Health and academic risk
Researchers looked at the relationship between academic risk (students who reported getting mostly Cs, Ds, or Fs in school) and more than 20 indicators of physical and mental health, such as food insecurity, unhealthy weight, and depressive feelings. The findings were clear: health risk and academic risk increased in tandem. While fewer than 15% of students with zero health risks were at academic risk, more than half of students with 11 or more health risks were at risk of failing.
Further analysis identified 9 categories of health risk linked to poor grades. Even after controlling for demographic factors such as geography, race, and parental education, researchers found independent links between these categories and academic risk.
For example, after controlling for demographics and other health risk factors, a student reporting a poor diet (low fruit/vegetable consumption or not eating breakfast) was 40% more likely to be at academic risk compared to a student who did not report a poor diet. Feeling depressed was one of the strongest predictors of academic risk: students who reported depressive feelings were almost twice as likely to be at risk of failing in school.
What does it all mean?
The Council of State and Territorial Epidemiologists highlighted the importance of this research with an award at their annual meeting. The researchers clearly demonstrated that health is an essential component of student achievement. In the future, supporting student health should be a key tool to helping all students achieve their potential.
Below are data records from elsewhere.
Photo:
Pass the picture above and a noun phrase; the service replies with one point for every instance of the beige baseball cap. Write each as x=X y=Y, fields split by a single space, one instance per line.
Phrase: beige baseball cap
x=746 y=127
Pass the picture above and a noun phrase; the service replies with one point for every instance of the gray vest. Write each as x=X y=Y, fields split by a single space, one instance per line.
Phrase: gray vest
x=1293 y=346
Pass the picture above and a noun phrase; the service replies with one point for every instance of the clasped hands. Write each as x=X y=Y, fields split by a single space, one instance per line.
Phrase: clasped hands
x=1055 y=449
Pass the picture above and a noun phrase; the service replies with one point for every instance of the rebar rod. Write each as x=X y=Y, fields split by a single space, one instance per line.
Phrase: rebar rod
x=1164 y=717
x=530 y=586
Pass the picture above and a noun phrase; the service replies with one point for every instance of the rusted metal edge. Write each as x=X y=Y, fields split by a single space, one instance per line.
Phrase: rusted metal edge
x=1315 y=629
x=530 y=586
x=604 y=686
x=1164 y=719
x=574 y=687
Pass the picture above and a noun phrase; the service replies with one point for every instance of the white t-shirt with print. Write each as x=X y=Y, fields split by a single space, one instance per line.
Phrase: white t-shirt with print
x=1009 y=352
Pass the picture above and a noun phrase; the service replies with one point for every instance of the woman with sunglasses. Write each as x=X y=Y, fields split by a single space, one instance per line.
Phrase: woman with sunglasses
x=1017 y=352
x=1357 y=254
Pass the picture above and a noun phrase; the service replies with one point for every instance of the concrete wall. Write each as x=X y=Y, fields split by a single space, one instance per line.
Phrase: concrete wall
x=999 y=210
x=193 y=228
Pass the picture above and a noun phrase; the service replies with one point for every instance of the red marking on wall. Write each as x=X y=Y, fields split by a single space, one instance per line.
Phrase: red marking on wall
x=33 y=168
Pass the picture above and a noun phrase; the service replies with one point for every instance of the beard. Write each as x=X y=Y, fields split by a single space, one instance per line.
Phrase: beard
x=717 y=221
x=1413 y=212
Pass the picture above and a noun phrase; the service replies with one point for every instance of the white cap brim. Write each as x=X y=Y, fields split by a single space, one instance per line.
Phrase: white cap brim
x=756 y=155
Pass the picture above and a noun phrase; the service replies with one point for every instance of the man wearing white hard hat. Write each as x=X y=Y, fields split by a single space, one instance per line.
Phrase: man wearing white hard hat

While quality teachers, administrators, and curricula will always be important, their successes might increase considerably if students had easy access to healthy food, physical activity, dental care, and could count on mental health support.
“Every young person in King County deserves to grow up healthy and live to their full potential,” said Kyle Yasuda, MD, FAAP, Medical Officer for Children and Families at Public Health. “To achieve this, it’s clear that we need to support the whole student, including their health needs.”